Published on August 29, 2005 at 6:34 PM · No Comments

Using information hidden in the beat-to-beat changes of the heart's electrical signals, researchers at Beth Israel Deaconess Medical Center (BIDMC) have developed an inexpensive method to assess the stability and quality of sleep, which could be used to help understand the mechanisms of sleep control and diagnose sleep disorders, as well as to test the efficacy of sleep aids and other medications.

Known as a "sleep spectrogram," the novel graph is based on data obtained solely from a simple electrocardiogram (ECG). The spectrogram is described in a study in the Sept. 1 issue of the medical journal Sleep, which currently appears on-line.

"This new ECG-based approach is important because it promises to provide an affordable and readily achievable way to monitor sleep stability in a wide range of conditions, including sleep apnea, depression, fibromyalgia, heart failure and stress," explains cardiologist Ary Goldberger, MD, Director of the Margret & H.A. Rey Institute for Nonlinear Dynamics in Medicine and the study's senior author.

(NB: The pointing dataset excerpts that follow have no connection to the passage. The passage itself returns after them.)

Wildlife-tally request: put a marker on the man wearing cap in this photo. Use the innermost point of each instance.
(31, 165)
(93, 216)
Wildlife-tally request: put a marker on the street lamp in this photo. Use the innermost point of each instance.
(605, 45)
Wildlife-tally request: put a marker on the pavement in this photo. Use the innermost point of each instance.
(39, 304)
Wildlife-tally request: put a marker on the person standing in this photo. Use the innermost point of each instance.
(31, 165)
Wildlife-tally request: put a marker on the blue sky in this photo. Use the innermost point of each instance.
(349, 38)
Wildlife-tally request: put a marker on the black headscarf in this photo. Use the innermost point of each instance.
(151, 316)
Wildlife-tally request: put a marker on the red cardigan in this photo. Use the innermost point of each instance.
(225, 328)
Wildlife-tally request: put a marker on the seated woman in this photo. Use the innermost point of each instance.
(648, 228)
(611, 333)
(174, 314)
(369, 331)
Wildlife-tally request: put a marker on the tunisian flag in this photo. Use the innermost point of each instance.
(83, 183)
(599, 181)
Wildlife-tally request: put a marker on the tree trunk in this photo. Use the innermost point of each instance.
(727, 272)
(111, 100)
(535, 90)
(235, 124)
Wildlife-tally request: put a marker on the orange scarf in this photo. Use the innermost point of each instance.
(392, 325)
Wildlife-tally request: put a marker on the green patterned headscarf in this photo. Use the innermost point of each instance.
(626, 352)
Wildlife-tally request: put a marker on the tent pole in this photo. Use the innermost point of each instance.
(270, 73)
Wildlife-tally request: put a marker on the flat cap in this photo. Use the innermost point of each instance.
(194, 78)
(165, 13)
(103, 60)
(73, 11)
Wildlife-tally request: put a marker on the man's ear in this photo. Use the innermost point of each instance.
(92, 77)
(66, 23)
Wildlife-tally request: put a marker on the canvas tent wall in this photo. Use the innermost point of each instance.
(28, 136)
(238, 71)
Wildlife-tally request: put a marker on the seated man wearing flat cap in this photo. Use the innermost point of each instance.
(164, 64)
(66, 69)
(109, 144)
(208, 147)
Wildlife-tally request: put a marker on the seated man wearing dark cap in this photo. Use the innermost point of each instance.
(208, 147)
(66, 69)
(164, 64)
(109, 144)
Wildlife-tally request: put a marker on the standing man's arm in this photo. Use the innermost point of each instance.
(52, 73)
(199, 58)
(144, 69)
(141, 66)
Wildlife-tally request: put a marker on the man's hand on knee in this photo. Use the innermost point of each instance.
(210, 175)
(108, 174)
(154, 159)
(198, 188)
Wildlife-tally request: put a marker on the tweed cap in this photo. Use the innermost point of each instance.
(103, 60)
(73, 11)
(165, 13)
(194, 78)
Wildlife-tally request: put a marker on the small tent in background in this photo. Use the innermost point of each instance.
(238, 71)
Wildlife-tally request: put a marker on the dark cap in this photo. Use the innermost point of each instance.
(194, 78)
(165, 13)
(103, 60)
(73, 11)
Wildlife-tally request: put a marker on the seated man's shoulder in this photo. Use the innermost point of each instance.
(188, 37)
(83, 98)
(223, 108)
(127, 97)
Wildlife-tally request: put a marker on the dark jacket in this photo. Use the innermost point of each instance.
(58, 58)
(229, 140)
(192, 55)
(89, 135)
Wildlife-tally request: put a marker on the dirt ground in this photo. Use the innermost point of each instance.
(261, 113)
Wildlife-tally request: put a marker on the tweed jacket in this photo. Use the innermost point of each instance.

The new study, led by sleep researcher Robert Thomas, MD, of BIDMC's Division of Pulmonary, Critical Care and Sleep Medicine, identified two distinct types of behavior exhibited throughout the course of a person's sleep, the first being stable and restful, the second being unstable and aroused. The results show that conventional approaches to categorize non-REM (non-rapid-eye-movement) sleep into grades of depth do not capture this potentially important dimension.